The property belongs to the Ndabeni Trust, which is supposed to develop the land to benefit the community that was evicted from the land in the 1960s and 70s.
The Group Areas Act of 1950 declared that the space be occupied by Coloured residents and all other residents, the majority of whom were Black, were forcibly removed and relocated to townships such as Nyanga, Gugulethu and Langa.
The South African History Online documents that the area initially consisting of subdivided farmlands, were made up of owners and renters, as well squatters who largely migrated to Cape Town from rural areas such as the Transkei and Ciskei in search of work.
The Ndabeni Trust was meant to ensure the land is used for restitution purposes. The land is now occupied by dozens of informal dwellings with the City of Cape Town unlikely to do anything about it, given the constrains with the law.
Cape Town Mayor, Geordin Hill-Lewis, says there is little they can do, but law enforcement does monitor the area from time to time, to prevent more people from occupying the land.
Hill-Lewis:
“We do have clear evidence that that is an orchestrated land invasion. There are people who are being tricked into paying for space on that land.
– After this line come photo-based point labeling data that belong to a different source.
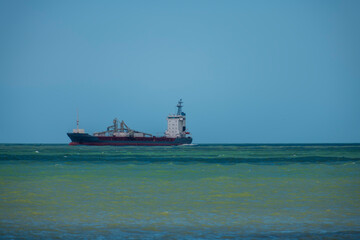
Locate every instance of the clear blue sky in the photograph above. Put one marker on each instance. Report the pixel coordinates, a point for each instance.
(247, 71)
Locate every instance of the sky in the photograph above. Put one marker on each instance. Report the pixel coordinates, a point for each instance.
(247, 71)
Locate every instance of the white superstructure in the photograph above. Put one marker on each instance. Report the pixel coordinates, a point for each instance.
(176, 123)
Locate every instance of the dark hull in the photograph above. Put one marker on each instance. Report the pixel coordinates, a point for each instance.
(86, 139)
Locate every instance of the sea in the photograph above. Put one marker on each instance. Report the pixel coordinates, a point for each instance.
(213, 191)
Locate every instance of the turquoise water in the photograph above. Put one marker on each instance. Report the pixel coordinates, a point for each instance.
(184, 192)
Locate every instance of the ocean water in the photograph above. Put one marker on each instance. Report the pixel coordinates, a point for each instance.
(183, 192)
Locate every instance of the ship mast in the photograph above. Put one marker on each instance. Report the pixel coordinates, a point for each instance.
(77, 120)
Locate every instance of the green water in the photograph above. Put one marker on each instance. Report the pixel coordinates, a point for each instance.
(190, 192)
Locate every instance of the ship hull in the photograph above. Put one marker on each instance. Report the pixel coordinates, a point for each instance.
(87, 139)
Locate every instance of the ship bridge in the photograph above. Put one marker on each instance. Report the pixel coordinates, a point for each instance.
(177, 123)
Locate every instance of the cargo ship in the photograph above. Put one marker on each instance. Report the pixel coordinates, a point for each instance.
(119, 134)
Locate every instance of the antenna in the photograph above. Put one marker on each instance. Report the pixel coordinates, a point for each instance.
(77, 120)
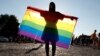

They’ve got people rocking up with ready made shacks that you buy and then you go and deliver and put on site, and then it’s, you know, it’s immediately ready to go. So this is not just desperately poor people looking for any place to live. It’s actually an orchestrated, planned land invasion. This, this phenomenon that we sometimes refer to as shack farming, where essentially a local, you can call them entrepreneurs, I suppose, where they go and trick people into buying these spaces.”